About this Research Topic
All processes in life are dictated and directed by molecular interactions. Therefore, progress in measuring and imaging such interactions at the single-molecule level continues to provide new insights into the complexity of life. Force sensitivity and resolution of modern atomic force microscopes (AFM) enable topography, dynamics, and nanomechanical properties of single proteins to be assessed in the cellular context. Recent advancements in single-molecule force spectroscopy have opened the possibility to quantify and structurally localize interactions that fold, stabilize and control the functional state of membrane proteins in lipid or cellular membranes under physiological conditions. Single cell adhesion, single cell growth, and single cell nanomechanics can all be monitored quantitatively with unprecedented resolution. These measurements will enhance our understanding of mechanotransduction, which is key in regulating cellular morphology. Additionally, it transpires that changes in the nanomechanical properties of a cell may indicate the onset of malignancy at an early stage.

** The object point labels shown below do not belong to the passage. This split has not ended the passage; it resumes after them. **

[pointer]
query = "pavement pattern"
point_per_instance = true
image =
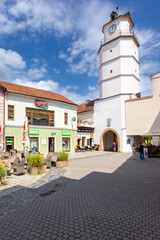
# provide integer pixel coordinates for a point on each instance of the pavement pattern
(123, 204)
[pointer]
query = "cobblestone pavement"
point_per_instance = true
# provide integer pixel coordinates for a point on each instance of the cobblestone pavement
(18, 195)
(124, 204)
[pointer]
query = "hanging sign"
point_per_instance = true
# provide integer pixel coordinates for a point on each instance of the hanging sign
(66, 133)
(44, 141)
(41, 104)
(53, 134)
(33, 132)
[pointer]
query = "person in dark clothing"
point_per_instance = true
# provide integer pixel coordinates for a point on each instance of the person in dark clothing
(141, 150)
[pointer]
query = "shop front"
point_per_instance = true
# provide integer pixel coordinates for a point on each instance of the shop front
(52, 120)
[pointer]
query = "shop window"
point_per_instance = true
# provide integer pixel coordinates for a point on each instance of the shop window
(66, 144)
(10, 112)
(34, 144)
(40, 118)
(66, 118)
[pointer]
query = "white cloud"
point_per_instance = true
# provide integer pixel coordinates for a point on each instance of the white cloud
(36, 73)
(55, 70)
(91, 88)
(12, 59)
(50, 85)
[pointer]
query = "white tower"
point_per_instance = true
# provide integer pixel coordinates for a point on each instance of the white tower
(118, 81)
(118, 61)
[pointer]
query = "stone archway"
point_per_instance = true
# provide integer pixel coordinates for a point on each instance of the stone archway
(109, 136)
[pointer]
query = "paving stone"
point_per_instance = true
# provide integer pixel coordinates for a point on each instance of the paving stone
(119, 205)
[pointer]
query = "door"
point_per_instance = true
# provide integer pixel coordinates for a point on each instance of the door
(51, 145)
(34, 144)
(9, 143)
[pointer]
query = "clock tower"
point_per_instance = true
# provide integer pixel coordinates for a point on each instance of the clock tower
(118, 57)
(118, 81)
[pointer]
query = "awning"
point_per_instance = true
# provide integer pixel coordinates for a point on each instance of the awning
(152, 133)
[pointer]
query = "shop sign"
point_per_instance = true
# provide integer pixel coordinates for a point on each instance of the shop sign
(53, 134)
(66, 133)
(41, 104)
(91, 135)
(44, 141)
(33, 132)
(73, 119)
(9, 141)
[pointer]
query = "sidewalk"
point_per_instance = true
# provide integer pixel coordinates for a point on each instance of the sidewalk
(79, 155)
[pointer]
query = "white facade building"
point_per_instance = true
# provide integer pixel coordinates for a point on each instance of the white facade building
(118, 81)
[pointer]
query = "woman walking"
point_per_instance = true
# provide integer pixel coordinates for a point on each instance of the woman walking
(134, 151)
(141, 150)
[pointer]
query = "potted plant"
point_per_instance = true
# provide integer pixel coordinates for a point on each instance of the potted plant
(36, 164)
(2, 173)
(62, 160)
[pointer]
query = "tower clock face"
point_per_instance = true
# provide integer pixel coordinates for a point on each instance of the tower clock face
(112, 28)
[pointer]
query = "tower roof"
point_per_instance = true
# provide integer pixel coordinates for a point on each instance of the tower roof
(117, 15)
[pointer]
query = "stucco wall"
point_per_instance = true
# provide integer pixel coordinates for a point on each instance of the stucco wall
(2, 101)
(17, 133)
(141, 114)
(22, 102)
(86, 116)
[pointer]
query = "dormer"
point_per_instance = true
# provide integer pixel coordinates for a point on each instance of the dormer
(114, 15)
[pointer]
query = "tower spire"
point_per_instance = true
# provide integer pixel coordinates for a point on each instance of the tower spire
(117, 7)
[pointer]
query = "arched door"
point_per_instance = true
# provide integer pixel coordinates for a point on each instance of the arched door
(108, 137)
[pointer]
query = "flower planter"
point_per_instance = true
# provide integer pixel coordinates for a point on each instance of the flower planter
(61, 164)
(37, 170)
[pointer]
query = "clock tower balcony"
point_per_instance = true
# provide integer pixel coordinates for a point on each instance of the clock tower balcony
(118, 34)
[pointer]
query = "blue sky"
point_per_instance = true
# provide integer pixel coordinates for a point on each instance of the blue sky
(53, 44)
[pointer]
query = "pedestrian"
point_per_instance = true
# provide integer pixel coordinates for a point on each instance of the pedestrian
(114, 147)
(141, 150)
(134, 151)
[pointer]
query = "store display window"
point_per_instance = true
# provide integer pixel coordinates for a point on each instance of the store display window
(34, 144)
(66, 144)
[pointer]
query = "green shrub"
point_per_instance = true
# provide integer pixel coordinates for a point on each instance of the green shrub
(2, 171)
(35, 160)
(62, 156)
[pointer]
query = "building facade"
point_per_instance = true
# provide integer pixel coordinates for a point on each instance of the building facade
(143, 115)
(85, 126)
(52, 119)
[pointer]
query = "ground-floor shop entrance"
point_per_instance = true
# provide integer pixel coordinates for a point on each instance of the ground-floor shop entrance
(109, 138)
(34, 144)
(51, 144)
(9, 143)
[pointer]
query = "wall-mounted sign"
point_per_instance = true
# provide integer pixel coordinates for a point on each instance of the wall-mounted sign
(44, 141)
(73, 119)
(66, 133)
(108, 122)
(41, 104)
(33, 132)
(91, 135)
(53, 134)
(9, 141)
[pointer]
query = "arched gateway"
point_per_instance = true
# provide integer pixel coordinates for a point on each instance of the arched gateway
(109, 136)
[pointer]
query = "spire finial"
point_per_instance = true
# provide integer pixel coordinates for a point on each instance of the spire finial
(117, 7)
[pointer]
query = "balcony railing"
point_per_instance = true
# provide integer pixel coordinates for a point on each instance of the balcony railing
(117, 34)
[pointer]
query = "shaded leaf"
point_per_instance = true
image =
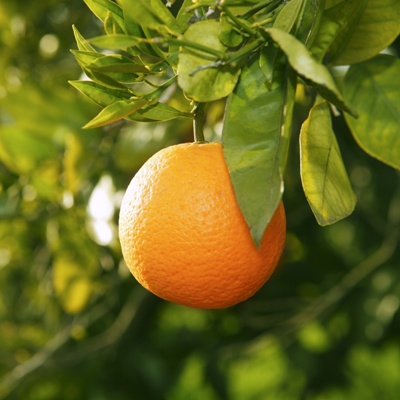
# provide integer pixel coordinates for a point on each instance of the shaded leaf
(323, 174)
(252, 140)
(374, 88)
(115, 112)
(308, 68)
(197, 76)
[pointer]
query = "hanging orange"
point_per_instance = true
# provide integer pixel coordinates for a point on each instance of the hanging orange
(182, 233)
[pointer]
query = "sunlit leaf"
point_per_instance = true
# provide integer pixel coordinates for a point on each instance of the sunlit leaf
(99, 94)
(228, 36)
(103, 9)
(152, 14)
(323, 174)
(111, 25)
(308, 68)
(72, 284)
(371, 27)
(157, 112)
(83, 44)
(116, 111)
(374, 88)
(287, 17)
(252, 140)
(21, 150)
(197, 76)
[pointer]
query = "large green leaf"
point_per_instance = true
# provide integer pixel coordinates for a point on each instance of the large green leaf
(371, 27)
(197, 76)
(308, 68)
(252, 140)
(325, 182)
(374, 88)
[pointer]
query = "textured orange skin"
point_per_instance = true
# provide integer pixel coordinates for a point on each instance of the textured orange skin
(183, 235)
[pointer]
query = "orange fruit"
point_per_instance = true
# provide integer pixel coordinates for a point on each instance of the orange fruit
(182, 233)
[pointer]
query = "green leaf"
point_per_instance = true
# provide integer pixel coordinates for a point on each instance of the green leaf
(325, 182)
(111, 25)
(287, 17)
(371, 27)
(103, 9)
(115, 42)
(116, 63)
(252, 140)
(157, 112)
(228, 36)
(374, 88)
(115, 112)
(152, 14)
(308, 68)
(198, 76)
(83, 44)
(99, 94)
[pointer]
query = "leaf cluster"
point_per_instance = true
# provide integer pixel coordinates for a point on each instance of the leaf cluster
(255, 54)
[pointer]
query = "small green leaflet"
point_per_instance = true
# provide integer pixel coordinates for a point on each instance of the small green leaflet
(100, 94)
(197, 76)
(104, 9)
(115, 112)
(374, 88)
(151, 14)
(325, 182)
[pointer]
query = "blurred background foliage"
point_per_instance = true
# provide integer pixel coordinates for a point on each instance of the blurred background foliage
(73, 322)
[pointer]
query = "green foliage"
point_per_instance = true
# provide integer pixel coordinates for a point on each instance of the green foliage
(206, 46)
(372, 87)
(73, 323)
(325, 181)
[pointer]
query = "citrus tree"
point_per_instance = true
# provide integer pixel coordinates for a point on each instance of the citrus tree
(156, 65)
(283, 85)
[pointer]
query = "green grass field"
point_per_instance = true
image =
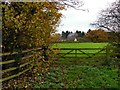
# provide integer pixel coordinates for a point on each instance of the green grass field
(81, 45)
(79, 73)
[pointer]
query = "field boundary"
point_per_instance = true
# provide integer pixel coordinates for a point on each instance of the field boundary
(76, 52)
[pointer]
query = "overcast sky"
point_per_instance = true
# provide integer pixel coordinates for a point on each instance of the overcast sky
(80, 20)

On-going developments in AFM technology provide new imaging modes that enable the acquisition of multiple parameters of the addressed biological structure. Furthermore, AFM can achieve unprecedented time resolution for monitoring protein dynamics. Multifunctional hollow cantilevers have been designed for delivery or extraction of biomolecules to/from single cells. Methods to functionalize the tip with specific ligands is widely used to probe interactions between biomolecules and to map receptors on cell surfaces.
We aim to collect original research articles, methods papers, perspectives or reviews focused on the application and recent advancements of scanning probe microscopies and related methods in biology.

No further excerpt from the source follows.